When the parenting of a child goes well the attunement of the two allows the child safely to experience feeling and movements (“spontaneous gesture”, Winnicott). When the parent’s state is “frightened, frightening, or dissociated” (Eric Hesse) the baby’s experience can be annihilation. In order to survive, she will respond to her instinctive feelings of FEAR or PANIC, and over-ride his natural reciprocal response. The baby will devise a protective False Self, suited to the needs of the parent. Mirror neurons play an enormous part of our sense of agency, our learned behavior, our subjective experience, and our self-definition, our implicit memory.

— Marythelma Brainard Ransom

The precursor to the mirror is the mother’s face… What does the baby see when he or she looks at the mother’s face? What the baby sees is himself or herself.

 D. Winnicott

A nine-month-old girl becomes very excited about a toy and reaches for it.

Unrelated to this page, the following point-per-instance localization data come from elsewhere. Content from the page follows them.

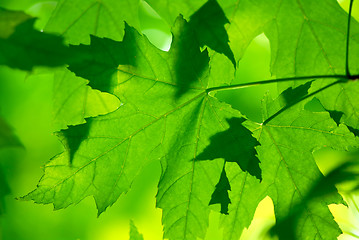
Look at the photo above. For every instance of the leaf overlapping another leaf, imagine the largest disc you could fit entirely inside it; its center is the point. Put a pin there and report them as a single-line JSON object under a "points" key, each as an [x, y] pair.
{"points": [[113, 147]]}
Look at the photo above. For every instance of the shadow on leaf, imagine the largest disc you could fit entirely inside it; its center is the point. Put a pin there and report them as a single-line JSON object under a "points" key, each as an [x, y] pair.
{"points": [[236, 144], [348, 172]]}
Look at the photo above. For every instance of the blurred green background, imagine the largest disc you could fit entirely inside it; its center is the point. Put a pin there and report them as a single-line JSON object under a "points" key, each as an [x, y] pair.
{"points": [[26, 104]]}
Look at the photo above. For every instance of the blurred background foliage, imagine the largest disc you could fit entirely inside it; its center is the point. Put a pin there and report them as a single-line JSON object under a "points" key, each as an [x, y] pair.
{"points": [[26, 104]]}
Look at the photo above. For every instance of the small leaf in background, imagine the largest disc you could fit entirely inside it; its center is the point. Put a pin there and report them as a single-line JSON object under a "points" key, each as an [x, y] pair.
{"points": [[208, 23], [236, 144], [36, 49], [220, 194]]}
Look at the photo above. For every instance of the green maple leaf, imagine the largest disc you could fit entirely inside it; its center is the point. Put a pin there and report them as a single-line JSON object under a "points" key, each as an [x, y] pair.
{"points": [[75, 20], [220, 194], [169, 113], [134, 234], [287, 142], [234, 145], [7, 140], [36, 49]]}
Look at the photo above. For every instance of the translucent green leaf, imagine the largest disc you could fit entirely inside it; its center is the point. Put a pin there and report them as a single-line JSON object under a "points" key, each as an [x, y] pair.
{"points": [[288, 168], [134, 234], [76, 101], [77, 19]]}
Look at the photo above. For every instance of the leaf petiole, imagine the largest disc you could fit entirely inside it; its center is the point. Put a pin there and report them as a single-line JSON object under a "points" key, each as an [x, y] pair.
{"points": [[269, 81]]}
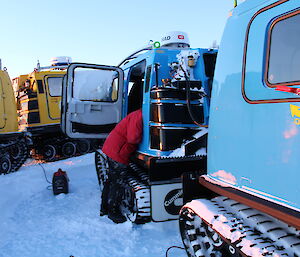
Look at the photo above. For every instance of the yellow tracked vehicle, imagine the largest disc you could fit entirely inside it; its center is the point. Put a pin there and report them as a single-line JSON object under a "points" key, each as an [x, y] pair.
{"points": [[13, 144], [38, 96]]}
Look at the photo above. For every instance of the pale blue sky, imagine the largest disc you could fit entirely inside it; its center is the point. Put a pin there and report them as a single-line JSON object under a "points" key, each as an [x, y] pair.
{"points": [[101, 32]]}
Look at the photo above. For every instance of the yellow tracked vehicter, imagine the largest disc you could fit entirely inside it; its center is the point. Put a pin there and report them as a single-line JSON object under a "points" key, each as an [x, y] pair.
{"points": [[13, 144], [38, 96]]}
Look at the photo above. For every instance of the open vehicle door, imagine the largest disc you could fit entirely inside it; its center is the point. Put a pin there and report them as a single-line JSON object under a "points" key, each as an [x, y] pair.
{"points": [[91, 100]]}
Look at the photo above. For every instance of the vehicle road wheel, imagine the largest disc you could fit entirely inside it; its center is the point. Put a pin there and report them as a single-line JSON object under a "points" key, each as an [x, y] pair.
{"points": [[83, 146], [49, 152], [68, 149], [5, 165]]}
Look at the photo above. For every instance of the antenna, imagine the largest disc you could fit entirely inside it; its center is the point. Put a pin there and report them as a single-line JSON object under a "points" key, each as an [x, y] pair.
{"points": [[38, 66]]}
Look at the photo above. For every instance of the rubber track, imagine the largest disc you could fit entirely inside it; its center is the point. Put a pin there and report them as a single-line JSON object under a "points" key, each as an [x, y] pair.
{"points": [[248, 231], [137, 180], [6, 148]]}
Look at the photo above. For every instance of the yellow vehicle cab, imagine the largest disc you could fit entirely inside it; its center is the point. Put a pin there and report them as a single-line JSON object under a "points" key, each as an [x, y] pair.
{"points": [[13, 144], [38, 96]]}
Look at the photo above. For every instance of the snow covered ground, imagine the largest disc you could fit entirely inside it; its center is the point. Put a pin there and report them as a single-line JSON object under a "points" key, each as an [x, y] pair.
{"points": [[35, 223]]}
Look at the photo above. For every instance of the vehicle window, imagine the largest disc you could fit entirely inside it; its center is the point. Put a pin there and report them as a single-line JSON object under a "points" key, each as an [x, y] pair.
{"points": [[284, 55], [96, 85], [54, 85]]}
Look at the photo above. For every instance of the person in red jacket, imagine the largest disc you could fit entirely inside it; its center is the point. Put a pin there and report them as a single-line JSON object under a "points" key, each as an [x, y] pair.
{"points": [[120, 144]]}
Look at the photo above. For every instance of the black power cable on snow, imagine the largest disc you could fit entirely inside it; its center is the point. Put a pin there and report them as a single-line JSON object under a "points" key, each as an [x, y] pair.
{"points": [[174, 246], [48, 187]]}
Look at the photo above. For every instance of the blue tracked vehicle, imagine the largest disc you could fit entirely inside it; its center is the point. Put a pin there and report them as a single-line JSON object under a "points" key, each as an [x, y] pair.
{"points": [[248, 203], [170, 83]]}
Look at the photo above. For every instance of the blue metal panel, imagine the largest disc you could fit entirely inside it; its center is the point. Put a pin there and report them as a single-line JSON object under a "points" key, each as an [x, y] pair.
{"points": [[254, 147]]}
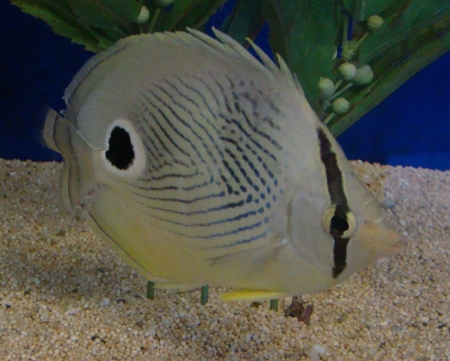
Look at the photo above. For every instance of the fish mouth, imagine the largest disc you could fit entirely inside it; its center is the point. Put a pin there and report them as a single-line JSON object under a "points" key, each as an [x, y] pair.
{"points": [[379, 238]]}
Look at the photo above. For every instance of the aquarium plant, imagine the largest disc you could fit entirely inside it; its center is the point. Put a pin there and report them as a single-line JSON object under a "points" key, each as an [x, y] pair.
{"points": [[348, 54]]}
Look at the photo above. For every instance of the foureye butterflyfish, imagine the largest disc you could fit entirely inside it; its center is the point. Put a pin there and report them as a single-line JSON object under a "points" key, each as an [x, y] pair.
{"points": [[206, 166]]}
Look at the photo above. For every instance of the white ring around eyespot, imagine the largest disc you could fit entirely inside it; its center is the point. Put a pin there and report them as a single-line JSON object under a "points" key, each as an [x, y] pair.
{"points": [[139, 162]]}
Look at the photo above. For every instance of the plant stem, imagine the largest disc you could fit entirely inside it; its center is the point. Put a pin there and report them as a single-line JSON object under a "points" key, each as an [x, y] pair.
{"points": [[273, 305], [329, 117], [151, 290], [338, 84], [155, 17], [204, 295]]}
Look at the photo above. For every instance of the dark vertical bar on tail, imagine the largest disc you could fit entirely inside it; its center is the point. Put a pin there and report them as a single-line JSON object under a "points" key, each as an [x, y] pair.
{"points": [[337, 195]]}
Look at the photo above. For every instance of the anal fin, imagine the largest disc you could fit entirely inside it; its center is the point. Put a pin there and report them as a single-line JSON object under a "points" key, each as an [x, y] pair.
{"points": [[251, 295]]}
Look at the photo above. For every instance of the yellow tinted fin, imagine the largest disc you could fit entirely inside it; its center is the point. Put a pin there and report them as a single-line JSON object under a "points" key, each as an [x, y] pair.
{"points": [[176, 287], [250, 295]]}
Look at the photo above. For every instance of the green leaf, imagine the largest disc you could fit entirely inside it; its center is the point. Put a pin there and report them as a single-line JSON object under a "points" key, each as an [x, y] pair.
{"points": [[106, 13], [417, 16], [60, 20], [245, 20], [187, 13], [305, 34], [393, 69], [363, 9]]}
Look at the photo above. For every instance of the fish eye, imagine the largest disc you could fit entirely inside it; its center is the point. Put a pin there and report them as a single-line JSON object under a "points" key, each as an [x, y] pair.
{"points": [[338, 222], [120, 152], [124, 152]]}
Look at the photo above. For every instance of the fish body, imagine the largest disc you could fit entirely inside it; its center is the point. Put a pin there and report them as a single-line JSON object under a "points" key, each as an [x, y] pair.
{"points": [[206, 166]]}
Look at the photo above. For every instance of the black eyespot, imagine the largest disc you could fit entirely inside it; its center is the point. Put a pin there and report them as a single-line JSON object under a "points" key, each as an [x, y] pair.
{"points": [[120, 152], [339, 224]]}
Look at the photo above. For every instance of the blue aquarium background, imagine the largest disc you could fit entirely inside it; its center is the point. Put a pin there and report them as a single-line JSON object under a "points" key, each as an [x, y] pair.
{"points": [[410, 128]]}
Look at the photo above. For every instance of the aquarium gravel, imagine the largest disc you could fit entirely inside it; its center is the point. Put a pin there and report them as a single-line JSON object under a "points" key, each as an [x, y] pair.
{"points": [[64, 295]]}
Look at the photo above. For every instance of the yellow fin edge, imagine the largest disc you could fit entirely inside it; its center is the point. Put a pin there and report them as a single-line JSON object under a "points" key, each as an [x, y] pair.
{"points": [[250, 295]]}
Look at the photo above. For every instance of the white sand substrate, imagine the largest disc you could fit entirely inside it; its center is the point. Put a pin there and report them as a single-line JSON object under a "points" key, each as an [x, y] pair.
{"points": [[64, 295]]}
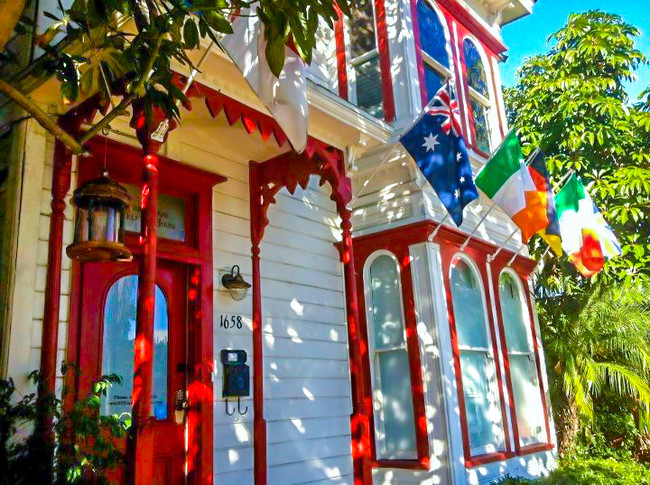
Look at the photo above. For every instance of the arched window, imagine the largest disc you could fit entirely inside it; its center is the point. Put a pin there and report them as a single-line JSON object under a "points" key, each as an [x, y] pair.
{"points": [[479, 94], [478, 371], [117, 349], [364, 58], [433, 41], [391, 377], [531, 424]]}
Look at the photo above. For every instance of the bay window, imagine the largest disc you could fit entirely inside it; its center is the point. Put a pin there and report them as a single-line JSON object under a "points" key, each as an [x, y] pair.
{"points": [[364, 58], [433, 43], [394, 422], [478, 368], [527, 394], [479, 95]]}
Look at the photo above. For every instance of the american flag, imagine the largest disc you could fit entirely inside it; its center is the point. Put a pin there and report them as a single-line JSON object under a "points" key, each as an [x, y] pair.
{"points": [[444, 104]]}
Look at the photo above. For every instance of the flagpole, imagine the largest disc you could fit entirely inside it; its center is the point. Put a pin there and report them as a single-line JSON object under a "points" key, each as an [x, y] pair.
{"points": [[492, 257], [528, 161], [435, 232]]}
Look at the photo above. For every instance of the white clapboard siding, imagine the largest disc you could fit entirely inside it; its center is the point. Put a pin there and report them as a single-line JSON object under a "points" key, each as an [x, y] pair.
{"points": [[306, 357]]}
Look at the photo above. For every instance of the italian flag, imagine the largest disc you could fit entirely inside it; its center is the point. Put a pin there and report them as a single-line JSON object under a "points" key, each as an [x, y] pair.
{"points": [[506, 181], [586, 236]]}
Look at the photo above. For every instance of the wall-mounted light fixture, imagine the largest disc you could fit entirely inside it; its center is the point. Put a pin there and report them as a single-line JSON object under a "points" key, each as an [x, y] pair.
{"points": [[235, 284]]}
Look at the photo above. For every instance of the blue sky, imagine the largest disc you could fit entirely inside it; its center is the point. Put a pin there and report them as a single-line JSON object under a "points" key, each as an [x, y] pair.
{"points": [[527, 36]]}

As she grabs it, she lets out an exuberant “aaaah!” and looks at her mother. Her mother looks back, scrunches up her shoulders, and performs a terrific shimmy with her upper body, like a go-go dancer. The shimmy lasts only about as long as her daughter’s “aaaah” but is equally excited, joyful, and intense.

 Daniel Stern

True Self attunement happens when we accurately match the other’s affective expression, each with our own authentic, implicit signature.